While you are there, browse around for more useful information about ingredients and products you use everyday for your personal care. Then, come on back and let me know what you think!

If you have any concerns at all about the amount of UV light exposure, you can always apply sunscreen before your treatment, and bring some with you for use after your manicure, right before your Shellac application.

A fabulous moisturizer with UVA/UVB protection I recommend is Celloxylin Day Defense Plus, with 25 SPF.

About Candace

Candace Dye is an Apriori Beauty Consultant and Neonatal Nurse Practitioner. Her passion is helping others to uncover and enhance their true inner radiance with tips for health, wellness, skin care and beauty!


  1. I agree that UV nail lamps DO NOT cause cancer and thank you for helping to address this silly myth.
    I do disagree about the causes of the white spots you describe. These are caused by improper removal. When they are magnified, it is clear these spots are restricted to the nail plate surface and are caused when nail technicians scrape the nail plate too aggressively or use a tool to pry off the coating. If nail technicians take a few extra minutes to ensure the coating is carefully and properly removed, this type of damage will not occur and the nail plate will remain in healthy condition.

    • Candy says:

      Thank you for your excellent comment and advice, Doug! Is soaking the nails in acetone for 10 minutes the best method to loosen the shellac? I will request the scraping tool be used with a lighter touch next time. Thank you!

      • Hi Candy,
        Ten minutes is the key to proper removal! Not 5 min. or 7 min. Nail professionals sometimes get impatient and shorten this time and try to make up for it by scraping the nail. That can lead to surface damage which has the appearance of white spots. I recommend that nail techs use a timer to ensure they wait the full 10 minutes before removal. If they do this, scraping is not needed and surface damage can be easily avoided.

        Also, soaking in acetone is not as effective as following the removal method that CND recommends.

        • Candy says:

          Thank you very much, Doug. I will be timing them from now on! Appreciate your info on acetone – will look up the CND recommendations. Grateful for your comments!

          • ElizabethD says:

            Hey there!

            I LOVE the shellac nails..not as damaging as the acrylic, but lasts much longer than a regular manicure.

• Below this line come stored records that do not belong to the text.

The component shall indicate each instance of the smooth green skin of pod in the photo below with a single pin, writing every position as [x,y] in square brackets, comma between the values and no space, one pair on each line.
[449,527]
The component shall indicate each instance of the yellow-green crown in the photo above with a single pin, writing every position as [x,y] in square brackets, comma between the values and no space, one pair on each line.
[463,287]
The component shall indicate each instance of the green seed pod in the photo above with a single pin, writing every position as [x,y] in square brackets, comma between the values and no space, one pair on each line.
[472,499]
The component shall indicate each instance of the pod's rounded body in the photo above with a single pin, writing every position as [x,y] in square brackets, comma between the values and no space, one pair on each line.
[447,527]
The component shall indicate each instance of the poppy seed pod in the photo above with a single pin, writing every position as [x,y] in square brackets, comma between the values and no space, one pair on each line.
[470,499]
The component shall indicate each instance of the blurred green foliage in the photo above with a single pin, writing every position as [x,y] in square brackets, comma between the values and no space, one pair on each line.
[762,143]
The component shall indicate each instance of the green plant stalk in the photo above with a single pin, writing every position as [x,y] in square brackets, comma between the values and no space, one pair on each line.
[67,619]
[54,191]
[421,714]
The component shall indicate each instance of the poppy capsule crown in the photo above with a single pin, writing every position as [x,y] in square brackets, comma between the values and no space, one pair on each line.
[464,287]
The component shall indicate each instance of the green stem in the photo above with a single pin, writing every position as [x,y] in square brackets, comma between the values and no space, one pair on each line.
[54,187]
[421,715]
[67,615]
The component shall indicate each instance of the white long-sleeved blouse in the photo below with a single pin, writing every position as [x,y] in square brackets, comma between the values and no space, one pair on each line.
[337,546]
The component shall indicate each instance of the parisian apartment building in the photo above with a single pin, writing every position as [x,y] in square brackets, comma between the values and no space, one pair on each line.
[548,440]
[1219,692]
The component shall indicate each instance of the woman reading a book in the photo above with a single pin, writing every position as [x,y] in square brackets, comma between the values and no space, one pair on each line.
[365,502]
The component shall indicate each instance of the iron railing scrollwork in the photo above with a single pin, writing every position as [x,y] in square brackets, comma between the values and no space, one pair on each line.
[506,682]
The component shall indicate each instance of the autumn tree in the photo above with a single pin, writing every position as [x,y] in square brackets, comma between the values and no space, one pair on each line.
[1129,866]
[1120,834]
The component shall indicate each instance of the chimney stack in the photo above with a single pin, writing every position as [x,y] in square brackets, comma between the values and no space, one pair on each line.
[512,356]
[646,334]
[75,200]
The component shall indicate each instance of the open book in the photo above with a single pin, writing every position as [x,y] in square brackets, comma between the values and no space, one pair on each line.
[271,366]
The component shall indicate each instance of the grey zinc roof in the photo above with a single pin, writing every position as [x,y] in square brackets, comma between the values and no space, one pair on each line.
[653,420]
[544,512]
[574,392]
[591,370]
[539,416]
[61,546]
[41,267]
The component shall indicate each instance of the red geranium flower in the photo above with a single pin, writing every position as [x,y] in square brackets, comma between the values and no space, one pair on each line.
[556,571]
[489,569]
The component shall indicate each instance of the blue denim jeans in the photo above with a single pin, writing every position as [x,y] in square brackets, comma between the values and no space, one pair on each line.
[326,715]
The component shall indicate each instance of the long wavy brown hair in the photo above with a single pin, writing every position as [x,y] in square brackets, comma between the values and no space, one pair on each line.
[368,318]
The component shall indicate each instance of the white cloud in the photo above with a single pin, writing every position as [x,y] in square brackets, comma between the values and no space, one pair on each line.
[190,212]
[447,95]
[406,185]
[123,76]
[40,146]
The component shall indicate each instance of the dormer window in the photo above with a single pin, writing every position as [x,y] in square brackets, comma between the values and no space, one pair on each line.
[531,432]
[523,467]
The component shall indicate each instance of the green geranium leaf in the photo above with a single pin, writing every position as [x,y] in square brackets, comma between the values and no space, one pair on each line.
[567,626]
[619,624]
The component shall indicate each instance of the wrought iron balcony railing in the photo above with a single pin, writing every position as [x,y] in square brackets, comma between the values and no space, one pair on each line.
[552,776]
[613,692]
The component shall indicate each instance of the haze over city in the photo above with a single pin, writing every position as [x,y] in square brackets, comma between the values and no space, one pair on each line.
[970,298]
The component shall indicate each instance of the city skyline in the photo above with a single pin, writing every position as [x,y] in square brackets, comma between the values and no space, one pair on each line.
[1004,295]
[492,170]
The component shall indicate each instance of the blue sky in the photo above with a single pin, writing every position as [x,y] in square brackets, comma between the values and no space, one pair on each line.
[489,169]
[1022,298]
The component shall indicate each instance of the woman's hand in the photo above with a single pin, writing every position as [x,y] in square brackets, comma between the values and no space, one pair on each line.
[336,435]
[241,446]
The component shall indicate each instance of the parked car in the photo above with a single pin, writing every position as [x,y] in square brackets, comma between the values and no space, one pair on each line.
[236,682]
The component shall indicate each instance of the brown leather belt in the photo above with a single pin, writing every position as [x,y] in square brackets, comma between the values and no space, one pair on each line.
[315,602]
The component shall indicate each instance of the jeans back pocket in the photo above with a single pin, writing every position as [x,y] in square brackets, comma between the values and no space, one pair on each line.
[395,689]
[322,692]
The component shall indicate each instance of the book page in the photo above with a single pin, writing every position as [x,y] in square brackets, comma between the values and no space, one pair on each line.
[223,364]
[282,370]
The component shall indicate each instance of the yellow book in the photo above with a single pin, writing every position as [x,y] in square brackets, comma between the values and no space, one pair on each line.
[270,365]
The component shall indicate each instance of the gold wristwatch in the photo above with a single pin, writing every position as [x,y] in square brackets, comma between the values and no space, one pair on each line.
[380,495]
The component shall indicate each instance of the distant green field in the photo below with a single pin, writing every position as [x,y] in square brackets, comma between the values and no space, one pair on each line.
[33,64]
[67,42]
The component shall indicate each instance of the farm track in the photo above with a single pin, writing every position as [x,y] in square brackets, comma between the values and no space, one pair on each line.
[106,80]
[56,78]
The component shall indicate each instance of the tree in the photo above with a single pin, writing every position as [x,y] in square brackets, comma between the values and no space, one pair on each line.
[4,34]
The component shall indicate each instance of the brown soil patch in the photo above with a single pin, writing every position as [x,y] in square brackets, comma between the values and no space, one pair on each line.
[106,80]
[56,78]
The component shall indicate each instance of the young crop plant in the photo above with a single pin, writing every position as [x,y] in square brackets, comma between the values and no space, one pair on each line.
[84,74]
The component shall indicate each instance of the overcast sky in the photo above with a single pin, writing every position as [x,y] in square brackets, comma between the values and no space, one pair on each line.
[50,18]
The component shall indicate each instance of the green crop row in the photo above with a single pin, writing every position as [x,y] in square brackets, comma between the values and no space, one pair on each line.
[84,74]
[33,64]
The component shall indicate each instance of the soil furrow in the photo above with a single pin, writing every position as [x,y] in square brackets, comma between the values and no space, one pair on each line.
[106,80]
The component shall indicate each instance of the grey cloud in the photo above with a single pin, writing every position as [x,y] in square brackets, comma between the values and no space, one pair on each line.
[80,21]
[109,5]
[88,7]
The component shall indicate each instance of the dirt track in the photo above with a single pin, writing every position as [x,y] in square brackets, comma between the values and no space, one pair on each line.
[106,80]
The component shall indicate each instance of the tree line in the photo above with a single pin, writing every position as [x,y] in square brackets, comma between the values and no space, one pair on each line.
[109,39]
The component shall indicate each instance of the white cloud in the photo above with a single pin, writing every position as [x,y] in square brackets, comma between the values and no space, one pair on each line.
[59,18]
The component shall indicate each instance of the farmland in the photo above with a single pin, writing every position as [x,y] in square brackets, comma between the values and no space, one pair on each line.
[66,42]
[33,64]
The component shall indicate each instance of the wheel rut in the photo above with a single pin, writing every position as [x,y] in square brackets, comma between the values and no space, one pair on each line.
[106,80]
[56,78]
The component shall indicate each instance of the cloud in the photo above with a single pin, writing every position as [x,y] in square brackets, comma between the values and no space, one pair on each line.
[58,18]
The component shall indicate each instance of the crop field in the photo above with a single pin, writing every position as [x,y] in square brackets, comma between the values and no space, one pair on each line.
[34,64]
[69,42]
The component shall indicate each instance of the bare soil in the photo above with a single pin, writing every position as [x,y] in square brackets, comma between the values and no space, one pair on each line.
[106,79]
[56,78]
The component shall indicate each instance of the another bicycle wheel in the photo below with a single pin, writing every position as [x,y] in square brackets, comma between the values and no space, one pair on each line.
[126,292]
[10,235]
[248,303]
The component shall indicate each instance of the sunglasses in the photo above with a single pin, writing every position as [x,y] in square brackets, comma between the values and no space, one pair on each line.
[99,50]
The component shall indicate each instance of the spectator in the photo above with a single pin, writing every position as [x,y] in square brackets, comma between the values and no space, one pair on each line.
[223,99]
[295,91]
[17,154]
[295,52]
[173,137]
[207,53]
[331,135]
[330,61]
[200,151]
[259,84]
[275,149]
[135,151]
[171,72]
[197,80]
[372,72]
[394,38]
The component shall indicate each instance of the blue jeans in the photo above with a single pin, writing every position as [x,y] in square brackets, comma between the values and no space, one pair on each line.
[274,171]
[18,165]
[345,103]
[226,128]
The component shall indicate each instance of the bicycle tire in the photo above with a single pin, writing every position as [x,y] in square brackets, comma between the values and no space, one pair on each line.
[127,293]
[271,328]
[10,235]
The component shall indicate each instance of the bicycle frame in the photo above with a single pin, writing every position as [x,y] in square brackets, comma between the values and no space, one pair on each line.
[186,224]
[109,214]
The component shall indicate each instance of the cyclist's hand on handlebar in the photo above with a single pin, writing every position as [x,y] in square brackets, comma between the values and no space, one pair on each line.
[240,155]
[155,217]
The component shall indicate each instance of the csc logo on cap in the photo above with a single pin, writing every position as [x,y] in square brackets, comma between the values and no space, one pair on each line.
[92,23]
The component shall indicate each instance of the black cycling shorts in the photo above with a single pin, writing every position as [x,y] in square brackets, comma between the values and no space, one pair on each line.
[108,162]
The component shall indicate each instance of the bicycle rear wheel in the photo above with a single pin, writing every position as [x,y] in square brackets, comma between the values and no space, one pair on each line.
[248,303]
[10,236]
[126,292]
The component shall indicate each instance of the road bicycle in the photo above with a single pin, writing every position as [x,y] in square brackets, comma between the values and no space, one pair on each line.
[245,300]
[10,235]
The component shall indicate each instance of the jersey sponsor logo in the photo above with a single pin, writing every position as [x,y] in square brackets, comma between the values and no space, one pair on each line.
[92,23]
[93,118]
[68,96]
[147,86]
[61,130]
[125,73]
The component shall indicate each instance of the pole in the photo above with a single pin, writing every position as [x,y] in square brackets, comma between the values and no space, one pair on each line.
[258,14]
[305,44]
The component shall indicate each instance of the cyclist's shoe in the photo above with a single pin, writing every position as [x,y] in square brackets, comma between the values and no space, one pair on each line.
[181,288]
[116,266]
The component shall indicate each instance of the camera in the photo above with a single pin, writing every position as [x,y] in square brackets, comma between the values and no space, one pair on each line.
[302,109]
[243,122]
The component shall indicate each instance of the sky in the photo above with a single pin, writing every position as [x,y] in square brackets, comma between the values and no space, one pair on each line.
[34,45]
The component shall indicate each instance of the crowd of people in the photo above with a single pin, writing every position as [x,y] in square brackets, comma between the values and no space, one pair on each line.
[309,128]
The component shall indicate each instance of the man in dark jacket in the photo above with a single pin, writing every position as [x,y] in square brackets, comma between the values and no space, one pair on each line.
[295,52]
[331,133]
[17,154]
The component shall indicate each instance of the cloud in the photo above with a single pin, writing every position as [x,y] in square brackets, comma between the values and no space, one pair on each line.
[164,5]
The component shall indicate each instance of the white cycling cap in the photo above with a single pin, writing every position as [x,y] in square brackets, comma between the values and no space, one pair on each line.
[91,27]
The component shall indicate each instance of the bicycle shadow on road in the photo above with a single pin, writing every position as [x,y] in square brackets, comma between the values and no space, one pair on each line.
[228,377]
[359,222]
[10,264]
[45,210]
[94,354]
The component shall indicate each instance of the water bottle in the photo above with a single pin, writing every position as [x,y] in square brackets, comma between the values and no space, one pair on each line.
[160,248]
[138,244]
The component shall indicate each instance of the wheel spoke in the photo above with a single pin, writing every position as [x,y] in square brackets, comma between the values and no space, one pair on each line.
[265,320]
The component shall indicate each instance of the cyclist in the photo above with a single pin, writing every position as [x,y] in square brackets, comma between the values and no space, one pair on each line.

But I can’t stand it when they’re digging away at my nails because they haven’t let the acetone work its magic yet – at the expense of my nails’ health! A tip that I discovered when I visited a new salon: instead of letting the nail technician use the tools, have him/her use a buffer to remove the shellac. Nowhere near as harsh and damaging as the metal tools, but gets the job done.

          • Candy says:

            Great tip! Thank you, Elizabeth! I’ll ask my salon next time what they think of using a buffer. They were very eager to work with me and last visit, they soaked
            gauze pads in acetone, placed one on each nail, and wrapped each with aluminum foil for ten minutes. When they unwrapped, the shellac was
            almost completely lifted from each nail. She then took the tool and with the blade almost parallel to the nail, slid the remaining shellac off. My nails
            were perfect! Dr. Schoon was so right, too! Thank you, both!